Very courageous, but no hero, Vergès drew back. No one has the right to criticise him. On the night that Barbie was sentenced in Lyon the crowd went mad after Vergès left the courtroom; without strong police protection, he would have been lynched. I don’t doubt that, had he taken a revisionist stand, Vergès would have been killed no matter what the protective measures.

In this light Ernst Zündel and his lawyer Douglas Christie appear all the more heroic. During the extraordinary Toronto trials of 1985 and 1988, they dared to break the taboo and ask normal questions of prosecution witnesses and experts; they introduced plans, photos, and documents which demonstrated the absurdity of the stories of genocide and gas chambers; and they produced an expert report about the alleged gas chambers of Auschwitz, Birkenau and Majdanek: the now famous Leuchter Report.

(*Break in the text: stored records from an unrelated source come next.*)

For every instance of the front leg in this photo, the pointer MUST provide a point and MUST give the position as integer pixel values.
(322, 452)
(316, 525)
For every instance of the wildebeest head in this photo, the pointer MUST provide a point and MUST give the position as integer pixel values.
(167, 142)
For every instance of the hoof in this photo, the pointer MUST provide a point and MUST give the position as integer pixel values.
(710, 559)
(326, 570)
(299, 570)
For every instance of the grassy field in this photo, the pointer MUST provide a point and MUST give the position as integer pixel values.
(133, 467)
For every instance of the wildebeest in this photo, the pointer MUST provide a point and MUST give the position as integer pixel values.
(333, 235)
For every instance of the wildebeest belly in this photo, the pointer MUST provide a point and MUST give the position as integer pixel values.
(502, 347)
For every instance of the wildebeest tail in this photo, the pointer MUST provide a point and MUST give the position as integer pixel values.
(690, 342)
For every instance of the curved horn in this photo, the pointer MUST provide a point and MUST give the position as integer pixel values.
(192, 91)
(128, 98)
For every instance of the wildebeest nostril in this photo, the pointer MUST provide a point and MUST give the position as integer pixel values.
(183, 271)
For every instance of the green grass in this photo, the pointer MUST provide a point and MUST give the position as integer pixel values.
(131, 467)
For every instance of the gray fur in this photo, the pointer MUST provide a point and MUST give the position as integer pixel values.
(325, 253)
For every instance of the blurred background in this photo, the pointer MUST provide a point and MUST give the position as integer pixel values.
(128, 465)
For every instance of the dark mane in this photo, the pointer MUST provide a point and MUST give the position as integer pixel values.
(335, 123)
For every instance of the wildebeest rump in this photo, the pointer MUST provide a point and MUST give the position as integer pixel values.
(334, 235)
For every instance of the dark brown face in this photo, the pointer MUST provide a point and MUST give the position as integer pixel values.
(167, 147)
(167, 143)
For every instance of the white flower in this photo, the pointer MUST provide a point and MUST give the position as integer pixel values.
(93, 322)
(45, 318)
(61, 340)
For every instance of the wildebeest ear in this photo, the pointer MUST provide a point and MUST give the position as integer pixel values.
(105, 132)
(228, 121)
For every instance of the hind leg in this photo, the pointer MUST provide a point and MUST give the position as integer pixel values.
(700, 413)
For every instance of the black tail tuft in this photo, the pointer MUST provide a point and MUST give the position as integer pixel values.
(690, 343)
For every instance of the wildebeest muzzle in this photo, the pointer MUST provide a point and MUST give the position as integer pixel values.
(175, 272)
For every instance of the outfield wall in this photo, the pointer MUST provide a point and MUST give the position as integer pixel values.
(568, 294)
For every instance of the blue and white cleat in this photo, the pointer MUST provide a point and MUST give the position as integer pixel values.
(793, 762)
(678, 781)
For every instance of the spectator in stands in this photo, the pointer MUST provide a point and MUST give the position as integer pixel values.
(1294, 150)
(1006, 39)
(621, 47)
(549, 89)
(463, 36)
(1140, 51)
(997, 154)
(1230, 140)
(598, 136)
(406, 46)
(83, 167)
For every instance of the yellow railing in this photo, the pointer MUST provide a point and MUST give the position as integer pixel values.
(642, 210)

In 1988, the Toronto judge Ronald Thomas (this name should be forever remembered) found but one way to protect the taboo: he instructed the jury that in spite of what Leuchter and the experts and witnesses on behalf of Ernst Zündel had said, the jurors were to remember that he, Ronald Thomas, had taken judicial notice of the reality of what the accused said had not happened. No “responsible” man could doubt the Jewish Holocaust, just the way the Jews say it happened. The only possibility for acquitting Zündel left to the jury would have been to consider that the defendant was so stupid that he could not even fathom what every “reasonable” man (like Ronald Thomas) could see, understand and believe. The jury convicted Zündel, and the Canadian Court of Appeal in February 1990 upheld Ronald Thomas’s decision. The names of the “reasonable” men of that Canadian court follow: Brooke, Morden and Callighan.

Anyone who attended the two Toronto trials could see why at the second trial, in 1988, the media almost totally blacked out what happened there: as Zündel had predicted, it was the Stalingrad of the Big Lie. The tide has turned and now, everywhere in the world, what the revisionists disclosed in those Canadian courtrooms is slowly but surely being divulged to the public at large.

Wilhelm Stäglich, himself a judge, was heroic to publish his book on Auschwitz as early as 1979. But there recurred yet another phenomenon which we believed had ended in the eighteenth century; the University of Göttingen, through a long judicial procedure, succeeded in obtaining court decisions that “withdrew” the doctorate in law which this famous German university had conferred upon Stäglich in 1951. I do not wish to enumerate here everything which this extremely honest man, whom I admire, suffered in addition to that. Suffice it to say that Wilhelm Stäglich, I should say Dr Wilhelm Stäglich, German judge and historian, has saved the honour of the judges and historians of Germany. He has lost all but his honour.